In it various forms, which over the years have become more and more advanced, creatine has been recognized by the scientific community and the hard training athlete as a product that delivers on its promise of improved strength and enhanced muscle size.
However, creatine (basically a fuel source for ATP, which is an energy system used for short bursts of power) is a product not without its share of controversy. Creatine has been viewed as a potentially harmful product by some
authorities. It has since been shown that if used correctly, it is one of the safer supplements to take. Also, some forms of creatine are thought to be superior to others. This we will discuss later.

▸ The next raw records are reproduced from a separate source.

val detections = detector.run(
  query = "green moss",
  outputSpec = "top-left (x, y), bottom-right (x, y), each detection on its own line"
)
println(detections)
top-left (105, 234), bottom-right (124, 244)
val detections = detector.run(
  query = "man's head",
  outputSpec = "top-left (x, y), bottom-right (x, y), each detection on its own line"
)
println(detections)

What we do know is that creatine works, and works well for the majority of people who use it as a regular part of their sporting/exercise program. In this article we will review creatines benefits, some important studies to back its
efficacy, its broader applications, and the populations who will benefit most from its use.
Creatines Benefits, What Does It Do?
One of the most heavily researched supplements in the history of sports nutrition (over 200 studies to date, over the last decade), creatines efficacy cannot be denied. But exactly what benefits will it provide?
1. High Intensity Work:
Creatine enhances the body's capacity to perform high intensity work (and assists greater muscle size and
greater performance as a result).
Creatine phosphate (creatines high energy molecule form, stored within cells) is used to supply the type 11b muscle fibers (fast-twitch high-glycolytic; the ones that get largest in size) with immediate energy, ensuring these muscles do not prematurely fatigue.
This strengthens muscular contraction of these fibers, and helps the athlete to pump out more reps, sprint at a faster rate, or engage more forcefully in whatever sport or type of exercise they take part in. Supplementing with
creatine allows the muscles to store more of this high-energy molecule to provide greater gains in strength and muscle.
Creatine used in this manner is regarded as a high-energy phosphate, and its role in energy production cannot be overstated. Whenever the body uses energy, a molecule called ATP (an adenosine with a tail of three phosphate groups, hence its name Adenosine Tri Phosphate) is used as an energy source - as a fundamental energy donor.